第13話「和解の芽、友情の花」
春の晴れた爽やかな日、リリィは村はずれの小道を歩いていた。ふと、物音に気づいて振り返ると、そこにはトムの姿があった。トムは、こっそりと野良猫にえさをやっているところだった。
「トム?」
リリィの声に、トムは驚いて振り返った。
「な、なんだよ……見てたのか?」
トムの表情には、困惑と恥ずかしさが混ざっていた。リリィは優しく微笑んだ。
「うん、見てたよ。ほんとは優しいんだね、トム」
トムは顔を赤らめ、そっぽを向いた。
「べ、別に……このへんをうろついてる猫がかわいそうだっただけさ」
リリィは、トムの本当の姿を垣間見た気がした。
「ねえ、トム。どうして、いつもみんなをいじめるの?」
トムは一瞬言葉に詰まったが、やがてぽつりと話し始めた。
「別に……理由なんかないよ……ただ、みんなに構ってほしかっただけさ」
リリィは、トムの寂しさを感じ取った。
「そっか。じゃあ、一緒に遊ぼう!」
トムは驚いた顔でリリィを見つめた。
「ほ、本当か?」
「うん! みんなで楽しく遊ぼう」
リリィはトムの手を取り、村の広場へと向かった。そこには、ジャックを含む何人かの男の子たちが集まっていた。
「みんなも、トムと一緒に遊ぼう!」
最初は戸惑いの表情を見せた男の子たちも、リリィの明るい笑顔に押され、次第にトムを受け入れ始めた。
「よーし、木登り鬼ごっこをしよう!」
ジャックの提案に、みんなが賛成した。リリィも目を輝かせて頷いた。
鬼になったリリィは、驚くべき身のこなしで次々と男の子たちを追いかけた。木から木へと軽々と飛び移り、高い枝にも難なく登っていく。

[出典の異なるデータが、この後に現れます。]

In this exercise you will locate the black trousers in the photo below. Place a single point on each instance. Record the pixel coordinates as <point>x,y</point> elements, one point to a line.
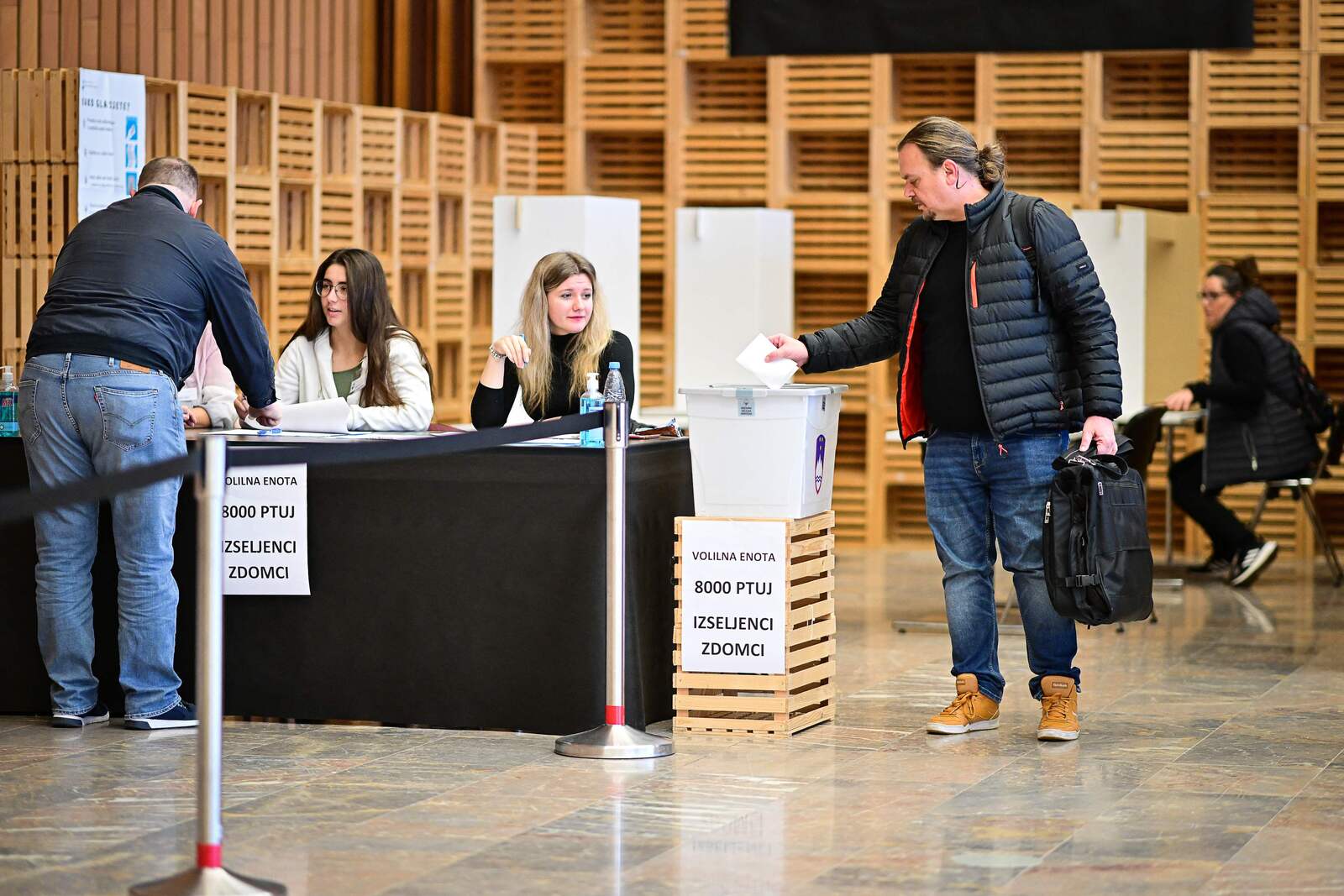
<point>1230,535</point>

(おままごとや花冠作りもいいけど、やっぱりこういう体を動かす遊びも楽しいな)
リリィは心の中でつぶやいた。
前世の卓越した身体能力と運動の記憶が、こんな形で役立つとは思ってもみなかった。
気がつくと、リリィは大きな樫の木のかなり高いところまで登っていた。
下を見下ろすと、トムが驚いた顔で見上げていた。
「お、お前、女のくせに怖くないのかよ?」
トムの声には、驚きと感心が混ざっていた。
「全然平気!」
リリィは得意げに答えた。
高所での経験は、前世の記憶の中にたくさんあったからだ。なんなら100メートルを超える塔に命綱なしで登って任務を果たした経験もある。
トムは春の風に髪をなびかせる、凛としたリリィの姿にしばらく見惚れていた。
やがてトムは少し考え込むような表情をした後、ぽつりと言った。
「あのさ……この前の事、ごめんな……」
リリィは優しく微笑んだ。
「いいよ、トム。これからは仲良く一緒遊ぼうね」
トムは頷こうとしたが、突然顔を真っ赤にして目をそらした。
「どうしたの?」
リリィが不思議そうに尋ねる。
しかし、トムは答えられない。
実は、トムの位置からはリリィのスカートの中のパンツが丸見えだったのだ。
「な、なんでもない! 早くそっから降りてこいよ!」
「? 変なの?」
トムは慌てた様子で叫んだ。リリィは首を傾げたが、言われた通りに木を降り始めた。
その日の遊びを通じて、トムは少しずつみんなに溶け込んでいった。リリィは、トムの笑顔を見て心から嬉しく思った。
(みんなと仲良く遊べるって、本当に素敵なことだわ)
夕暮れ時、家路につく途中、リリィはふと気づいた。
「あれ? そういえば帰るとき、トムの顔がずっと赤かったけど、なんでかしら? 風邪?」
リリィには、まだ分からないことがたくさんあった。
でも、新しい友情の芽生えを感じられた一日だった。
◆
家に帰ると、リリィは今日のことを両親に報告した。
「へえ、トムくんと仲良くなれたんだ」
テラが感心したように言った。
「うん! トムも本当はいい子なの。ただ寂しかっただけみたい」
フローラが優しく微笑んだ。
「そうね。人は皆、優しさを持っているのよ。リリィが気づいてあげられて、本当に良かったわ」
リリィは嬉しそうに頷いた。
その夜、ベッドに横たわりながら、リリィは今日一日を振り返っていた。トムとの和解、みんなで遊んだ楽しい時間、そして高い木に登った時の爽快感。全てが新鮮で、心躍る体験だった。
(明日はどんな素敵な冒険が待っているかな)
そんな期待を胸に、リリィは幸せな気持ちで眠りについた。窓の外では、秋の夜空に星々が静かに輝いていた。